News  

COVID-19 Ancam Penderita Obesitas, Prof. Zubairi Djoerban: Angka Kematian 48 Persen Lebih Tinggi

Ketua Satgas Covid-19 PB IDI, Prof. Zubairi Djoerban memperingatkan adanya korelasi antara obesitas dan risiko kematian akibat Covid-19. Hal itu disampaikan melalui unggahan di akun media sosial pribadinya pada Minggu, 7 Maret 2021.

“Dari data, orang dengan obesitas itu 74 persen lebih berisiko memerlukan penanganan ICU,” kicau Zubairi Djoerban, dikutip Pikiran-Rakyat.com dari akun Twitter @ProfesorZubairi pada Senin 8 Maret 2021.

Tidak hanya itu, dia juga menjelaskan bahwa angka kematian pasien yang mengalami obesitas juga lebih tinggi dari pasien Covid-19 non obesitas.

“Dus, angka kematiannya juga lebih tinggi 48 persen ketimbang pasien Covid-19 non obesitas,” kicau Zubairi Djoerban.

Dia pun memberikan penjelasan sederhana terkait korelasi antara obesitas dan risiko kematian akibat Covid-19. “Sederhananya, seseorang dikatakan obesitas itu jika IMT-nya sama dengan atau di atas 30,” kicau Zubairi Djoerban.

Indeks Massa Tubuh (IMT) atau dalam bahasa Inggris dikenal sebagai Body Mass Indeks (BMI) adalah salah satu cara untuk mengetahui rentang berat badan ideal.

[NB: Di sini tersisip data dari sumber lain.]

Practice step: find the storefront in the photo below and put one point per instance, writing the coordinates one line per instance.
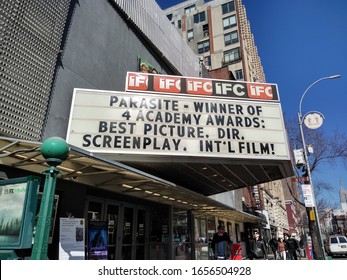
(146, 217)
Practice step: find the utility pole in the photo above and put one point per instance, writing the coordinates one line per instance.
(312, 213)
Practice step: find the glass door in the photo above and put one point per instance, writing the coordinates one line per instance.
(127, 240)
(141, 234)
(112, 215)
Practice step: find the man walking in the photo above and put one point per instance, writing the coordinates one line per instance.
(221, 244)
(292, 247)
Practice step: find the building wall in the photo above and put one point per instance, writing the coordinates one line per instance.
(249, 62)
(101, 46)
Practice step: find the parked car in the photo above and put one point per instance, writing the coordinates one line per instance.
(336, 245)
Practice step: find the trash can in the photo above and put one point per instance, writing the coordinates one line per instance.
(236, 252)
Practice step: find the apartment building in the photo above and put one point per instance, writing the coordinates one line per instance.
(219, 33)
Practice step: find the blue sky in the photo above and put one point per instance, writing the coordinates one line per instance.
(299, 42)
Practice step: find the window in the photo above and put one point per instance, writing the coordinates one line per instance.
(228, 7)
(190, 34)
(199, 17)
(179, 24)
(204, 46)
(229, 22)
(231, 38)
(189, 9)
(205, 30)
(232, 55)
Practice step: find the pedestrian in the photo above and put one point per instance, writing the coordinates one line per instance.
(258, 248)
(221, 244)
(273, 245)
(292, 247)
(282, 249)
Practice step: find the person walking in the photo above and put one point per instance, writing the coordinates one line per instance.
(258, 248)
(292, 247)
(282, 249)
(221, 244)
(273, 245)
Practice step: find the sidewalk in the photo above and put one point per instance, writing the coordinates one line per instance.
(271, 257)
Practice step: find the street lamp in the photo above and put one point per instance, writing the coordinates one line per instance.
(54, 150)
(318, 228)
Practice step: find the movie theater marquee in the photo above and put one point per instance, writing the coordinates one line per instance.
(151, 124)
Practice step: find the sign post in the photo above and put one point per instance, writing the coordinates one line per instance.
(54, 150)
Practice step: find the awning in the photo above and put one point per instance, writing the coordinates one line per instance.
(85, 168)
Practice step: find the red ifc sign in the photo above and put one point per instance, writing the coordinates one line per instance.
(144, 82)
(259, 91)
(137, 81)
(167, 84)
(199, 86)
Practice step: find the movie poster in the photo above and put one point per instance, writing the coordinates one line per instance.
(97, 240)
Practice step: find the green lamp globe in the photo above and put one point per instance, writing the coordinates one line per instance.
(55, 150)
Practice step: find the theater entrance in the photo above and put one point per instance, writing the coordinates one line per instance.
(127, 227)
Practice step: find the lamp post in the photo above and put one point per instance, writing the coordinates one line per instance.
(54, 150)
(318, 245)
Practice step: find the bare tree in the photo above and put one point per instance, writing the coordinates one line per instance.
(328, 148)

“Tidak sedikit juga orang yang IMT-nya mencapai 40. Artinya, kondisi orang itu lebih serius lagi. Jangan diremehkan,” kicau Zubairi Djoerban.

Dia menuturkan bahwa masyarakat dapat menghitung IMT dengan menggunakan kalkulator BMI atau IMT di mesin pencarian.

Zubairi Djoerban mengungkapkan bahwa kondisi berat badan berlebih tersebut dapat menyebabkan banyak hal.

“Seperti kekebalan tubuh terganggu, sistem imun tidak ideal, hiperkoagulasi (sindrom kekentalan darah), dan peradangan kronik,” kicaunya.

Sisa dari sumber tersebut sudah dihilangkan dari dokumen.